Politics, Weather, Photography, and the Dog

A guy who passed on tickets

In just a few days, back in the real world, my cousin and I will troop over to Wrigley Field to see if we want to move our season seats. Tribune reporter Josh Noel will not be there:

I signed up seven or eight years ago, back in the carefree days of the Cubs hovering closer to the orbit of playoff contender than worst team in baseball. Sure, they hadn't won a championship in nearly 100 years, but (cue the Cubs fan delusion) I'd grown up blocks from Wrigley Field and seen countless games in what remained one of baseball's most pastoral settings. The team was a free-spending, major-market bunch, and eventually the corks would start popping. When they did, I would be there.

Fast forward to the present. The Cubs are lousy again. Two of the team's best young players regressed last season. The manager picked to lead the team to a new era of respectability was fired after two seasons. Ownership is jockeying to turn a classic Chicago neighborhood into a giant Hard Rock Cafe (though to be fair, Wrigleyville's Hard Rockification began before the Ricketts family showed up).
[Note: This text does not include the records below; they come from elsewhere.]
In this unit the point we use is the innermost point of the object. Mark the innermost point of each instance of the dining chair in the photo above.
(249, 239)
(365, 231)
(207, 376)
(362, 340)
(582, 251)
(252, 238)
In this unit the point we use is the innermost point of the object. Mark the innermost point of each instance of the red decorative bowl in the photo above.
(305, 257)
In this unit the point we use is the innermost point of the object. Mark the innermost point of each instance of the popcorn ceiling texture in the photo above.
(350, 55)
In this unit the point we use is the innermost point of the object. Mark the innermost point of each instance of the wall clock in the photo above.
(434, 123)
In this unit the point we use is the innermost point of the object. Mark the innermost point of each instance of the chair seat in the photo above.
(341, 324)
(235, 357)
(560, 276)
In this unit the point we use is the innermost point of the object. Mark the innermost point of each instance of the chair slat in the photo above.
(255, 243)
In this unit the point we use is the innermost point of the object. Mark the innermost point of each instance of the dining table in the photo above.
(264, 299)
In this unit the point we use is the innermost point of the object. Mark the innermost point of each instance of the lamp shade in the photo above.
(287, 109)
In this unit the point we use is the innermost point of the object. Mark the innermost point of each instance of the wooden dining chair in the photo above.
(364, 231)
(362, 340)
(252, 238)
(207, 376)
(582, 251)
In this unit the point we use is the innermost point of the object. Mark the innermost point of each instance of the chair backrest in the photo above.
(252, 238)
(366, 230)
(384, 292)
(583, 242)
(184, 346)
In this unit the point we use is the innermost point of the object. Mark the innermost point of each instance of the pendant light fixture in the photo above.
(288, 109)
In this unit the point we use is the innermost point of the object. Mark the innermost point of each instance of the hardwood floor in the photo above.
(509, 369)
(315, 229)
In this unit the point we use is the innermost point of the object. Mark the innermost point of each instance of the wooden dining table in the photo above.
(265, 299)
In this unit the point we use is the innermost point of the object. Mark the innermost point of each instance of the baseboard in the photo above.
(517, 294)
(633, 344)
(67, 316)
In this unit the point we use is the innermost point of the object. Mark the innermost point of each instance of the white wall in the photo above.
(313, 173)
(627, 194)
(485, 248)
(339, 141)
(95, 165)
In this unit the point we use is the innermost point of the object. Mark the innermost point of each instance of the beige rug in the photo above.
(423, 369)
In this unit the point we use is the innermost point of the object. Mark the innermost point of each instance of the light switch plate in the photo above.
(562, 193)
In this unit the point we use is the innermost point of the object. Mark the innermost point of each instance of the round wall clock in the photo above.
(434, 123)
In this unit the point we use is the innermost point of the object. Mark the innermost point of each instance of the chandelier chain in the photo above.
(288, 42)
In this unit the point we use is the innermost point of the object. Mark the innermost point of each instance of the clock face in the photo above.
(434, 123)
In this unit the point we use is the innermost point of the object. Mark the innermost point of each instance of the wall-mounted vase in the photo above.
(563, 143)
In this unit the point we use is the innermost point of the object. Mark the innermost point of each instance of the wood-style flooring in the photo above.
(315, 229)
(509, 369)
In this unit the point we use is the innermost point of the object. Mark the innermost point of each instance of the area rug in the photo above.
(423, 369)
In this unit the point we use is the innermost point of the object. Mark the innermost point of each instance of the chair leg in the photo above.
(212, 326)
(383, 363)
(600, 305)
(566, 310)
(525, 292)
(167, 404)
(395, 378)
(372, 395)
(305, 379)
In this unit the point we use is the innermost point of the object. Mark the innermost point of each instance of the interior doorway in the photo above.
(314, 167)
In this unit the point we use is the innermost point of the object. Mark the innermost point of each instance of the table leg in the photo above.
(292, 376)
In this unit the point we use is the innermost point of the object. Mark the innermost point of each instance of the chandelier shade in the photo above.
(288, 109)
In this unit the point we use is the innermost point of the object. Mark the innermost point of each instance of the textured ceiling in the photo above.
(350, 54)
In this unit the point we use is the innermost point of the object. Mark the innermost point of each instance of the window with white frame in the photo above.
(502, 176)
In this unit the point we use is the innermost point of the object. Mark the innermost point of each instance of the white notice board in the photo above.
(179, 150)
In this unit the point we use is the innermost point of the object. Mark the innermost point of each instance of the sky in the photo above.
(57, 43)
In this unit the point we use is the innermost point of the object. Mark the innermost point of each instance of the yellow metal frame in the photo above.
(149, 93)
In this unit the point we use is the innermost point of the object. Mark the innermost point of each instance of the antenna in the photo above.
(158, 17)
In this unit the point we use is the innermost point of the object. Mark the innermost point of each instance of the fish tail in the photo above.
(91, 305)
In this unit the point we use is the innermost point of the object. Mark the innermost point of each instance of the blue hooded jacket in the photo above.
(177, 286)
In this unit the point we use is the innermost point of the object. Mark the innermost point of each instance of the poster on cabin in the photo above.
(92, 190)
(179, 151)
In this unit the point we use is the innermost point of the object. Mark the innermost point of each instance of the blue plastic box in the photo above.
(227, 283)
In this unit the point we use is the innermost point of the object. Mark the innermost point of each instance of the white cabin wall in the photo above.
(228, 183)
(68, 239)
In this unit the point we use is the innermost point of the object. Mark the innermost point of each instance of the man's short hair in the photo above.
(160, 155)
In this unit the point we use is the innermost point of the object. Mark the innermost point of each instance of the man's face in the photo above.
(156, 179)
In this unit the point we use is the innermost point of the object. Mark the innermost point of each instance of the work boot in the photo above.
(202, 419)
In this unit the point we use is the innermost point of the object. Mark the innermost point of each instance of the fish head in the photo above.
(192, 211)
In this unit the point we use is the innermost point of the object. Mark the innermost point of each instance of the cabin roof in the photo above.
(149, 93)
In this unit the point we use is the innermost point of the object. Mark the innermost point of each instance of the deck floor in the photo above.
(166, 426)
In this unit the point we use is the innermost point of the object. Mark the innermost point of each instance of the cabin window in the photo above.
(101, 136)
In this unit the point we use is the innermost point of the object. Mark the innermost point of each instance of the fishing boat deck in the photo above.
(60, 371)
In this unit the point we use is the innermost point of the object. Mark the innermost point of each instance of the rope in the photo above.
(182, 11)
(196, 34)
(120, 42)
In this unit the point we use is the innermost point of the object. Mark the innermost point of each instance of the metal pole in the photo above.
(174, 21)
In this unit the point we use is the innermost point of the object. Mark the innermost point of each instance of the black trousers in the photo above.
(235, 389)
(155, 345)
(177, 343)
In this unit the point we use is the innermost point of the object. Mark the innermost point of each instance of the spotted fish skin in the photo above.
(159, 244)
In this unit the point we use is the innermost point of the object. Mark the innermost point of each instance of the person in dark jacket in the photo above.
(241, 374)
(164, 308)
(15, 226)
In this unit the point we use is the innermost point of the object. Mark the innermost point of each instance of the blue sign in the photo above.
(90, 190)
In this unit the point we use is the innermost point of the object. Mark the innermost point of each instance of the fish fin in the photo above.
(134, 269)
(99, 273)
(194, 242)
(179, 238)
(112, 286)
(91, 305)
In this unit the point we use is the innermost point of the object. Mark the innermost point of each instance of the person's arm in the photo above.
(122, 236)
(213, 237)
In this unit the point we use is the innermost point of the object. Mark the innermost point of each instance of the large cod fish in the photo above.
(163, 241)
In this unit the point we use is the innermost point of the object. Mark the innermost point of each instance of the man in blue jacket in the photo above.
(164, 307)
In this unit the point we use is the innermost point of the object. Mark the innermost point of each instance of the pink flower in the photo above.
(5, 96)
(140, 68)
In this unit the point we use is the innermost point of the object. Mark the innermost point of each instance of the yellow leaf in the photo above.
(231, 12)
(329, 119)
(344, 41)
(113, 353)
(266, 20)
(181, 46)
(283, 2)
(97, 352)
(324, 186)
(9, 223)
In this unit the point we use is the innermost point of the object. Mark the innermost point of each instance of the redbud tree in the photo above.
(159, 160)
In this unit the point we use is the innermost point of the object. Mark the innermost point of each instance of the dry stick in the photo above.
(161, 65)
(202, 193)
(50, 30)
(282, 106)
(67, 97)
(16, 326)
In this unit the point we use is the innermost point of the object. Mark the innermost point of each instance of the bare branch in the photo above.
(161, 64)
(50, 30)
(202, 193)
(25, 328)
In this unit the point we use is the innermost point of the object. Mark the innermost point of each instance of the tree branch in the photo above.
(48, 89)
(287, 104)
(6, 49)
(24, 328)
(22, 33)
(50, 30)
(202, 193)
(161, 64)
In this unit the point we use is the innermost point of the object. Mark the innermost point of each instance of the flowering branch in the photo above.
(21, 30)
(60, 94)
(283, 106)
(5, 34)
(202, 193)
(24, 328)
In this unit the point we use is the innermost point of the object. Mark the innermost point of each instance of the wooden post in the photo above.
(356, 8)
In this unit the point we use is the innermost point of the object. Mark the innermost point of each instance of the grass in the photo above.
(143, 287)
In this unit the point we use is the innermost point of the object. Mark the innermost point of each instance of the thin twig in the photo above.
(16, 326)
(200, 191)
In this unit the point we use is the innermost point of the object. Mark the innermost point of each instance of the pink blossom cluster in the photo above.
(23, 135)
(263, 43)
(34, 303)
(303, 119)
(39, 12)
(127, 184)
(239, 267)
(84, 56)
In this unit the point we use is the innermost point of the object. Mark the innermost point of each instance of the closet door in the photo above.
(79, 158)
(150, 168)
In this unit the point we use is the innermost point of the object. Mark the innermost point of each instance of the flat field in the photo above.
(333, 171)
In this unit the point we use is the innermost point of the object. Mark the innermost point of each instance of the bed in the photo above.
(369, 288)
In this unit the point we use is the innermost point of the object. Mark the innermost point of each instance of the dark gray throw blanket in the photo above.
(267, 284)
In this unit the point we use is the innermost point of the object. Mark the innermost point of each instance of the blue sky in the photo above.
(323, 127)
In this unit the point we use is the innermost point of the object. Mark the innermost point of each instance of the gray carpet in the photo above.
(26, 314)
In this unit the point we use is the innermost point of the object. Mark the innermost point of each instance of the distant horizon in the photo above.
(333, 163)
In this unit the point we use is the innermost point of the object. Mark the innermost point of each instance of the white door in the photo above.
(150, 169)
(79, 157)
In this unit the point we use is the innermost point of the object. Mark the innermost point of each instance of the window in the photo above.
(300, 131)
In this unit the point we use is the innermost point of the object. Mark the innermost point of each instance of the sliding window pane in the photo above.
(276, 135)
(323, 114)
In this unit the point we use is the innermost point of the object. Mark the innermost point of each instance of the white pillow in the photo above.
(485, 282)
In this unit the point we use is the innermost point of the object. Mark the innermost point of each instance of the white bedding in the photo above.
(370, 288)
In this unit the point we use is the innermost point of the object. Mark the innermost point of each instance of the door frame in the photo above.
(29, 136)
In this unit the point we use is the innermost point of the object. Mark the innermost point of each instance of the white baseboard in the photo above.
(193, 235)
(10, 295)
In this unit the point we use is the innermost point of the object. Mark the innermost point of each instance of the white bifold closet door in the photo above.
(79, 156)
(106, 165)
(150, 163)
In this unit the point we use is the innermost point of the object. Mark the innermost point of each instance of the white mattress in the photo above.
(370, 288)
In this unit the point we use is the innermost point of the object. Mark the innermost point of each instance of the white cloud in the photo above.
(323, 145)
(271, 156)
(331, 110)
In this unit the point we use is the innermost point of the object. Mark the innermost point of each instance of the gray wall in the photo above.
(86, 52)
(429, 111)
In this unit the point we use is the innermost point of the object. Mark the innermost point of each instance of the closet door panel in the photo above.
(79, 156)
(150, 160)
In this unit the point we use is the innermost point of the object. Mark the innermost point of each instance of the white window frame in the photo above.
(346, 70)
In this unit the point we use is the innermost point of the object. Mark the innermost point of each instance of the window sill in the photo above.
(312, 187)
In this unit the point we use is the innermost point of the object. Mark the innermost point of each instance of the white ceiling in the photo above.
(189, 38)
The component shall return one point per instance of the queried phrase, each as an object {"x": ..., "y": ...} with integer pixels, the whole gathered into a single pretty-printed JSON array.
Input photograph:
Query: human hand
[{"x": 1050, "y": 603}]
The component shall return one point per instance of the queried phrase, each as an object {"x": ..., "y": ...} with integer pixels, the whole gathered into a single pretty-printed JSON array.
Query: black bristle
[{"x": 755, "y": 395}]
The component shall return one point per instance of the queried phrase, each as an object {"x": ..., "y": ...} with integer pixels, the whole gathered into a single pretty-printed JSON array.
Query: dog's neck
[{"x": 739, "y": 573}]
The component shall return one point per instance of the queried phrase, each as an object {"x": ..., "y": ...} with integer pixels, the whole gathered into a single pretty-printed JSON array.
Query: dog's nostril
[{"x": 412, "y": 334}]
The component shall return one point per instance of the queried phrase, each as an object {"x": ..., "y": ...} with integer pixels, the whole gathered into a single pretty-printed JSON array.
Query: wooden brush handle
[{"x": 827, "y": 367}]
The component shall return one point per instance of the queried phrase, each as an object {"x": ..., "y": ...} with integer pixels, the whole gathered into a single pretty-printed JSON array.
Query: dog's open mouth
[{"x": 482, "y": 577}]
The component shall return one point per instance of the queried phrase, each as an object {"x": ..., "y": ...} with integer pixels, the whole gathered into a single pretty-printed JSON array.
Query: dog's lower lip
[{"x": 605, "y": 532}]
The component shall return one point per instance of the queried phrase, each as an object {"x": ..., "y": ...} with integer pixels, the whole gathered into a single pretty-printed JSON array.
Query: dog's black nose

Wrigley Field attendance has dipped five seasons in a row; last year's 2.64 million was the lowest tally in 15 years. Such decline, in theory, helps explain how my place on the waiting list finally came up. The Cubs ticket saleswoman laughed ruefully when I expressed surprise at her call.

So how did one of the most coveted tickets in town fall out of favor? Taylor has a theory: "Wrigley is fun, but winning is even more fun.

We went through the same calculation, but we decided last year to do it anyway. And who knows? They might win 70 games this year. Or 80.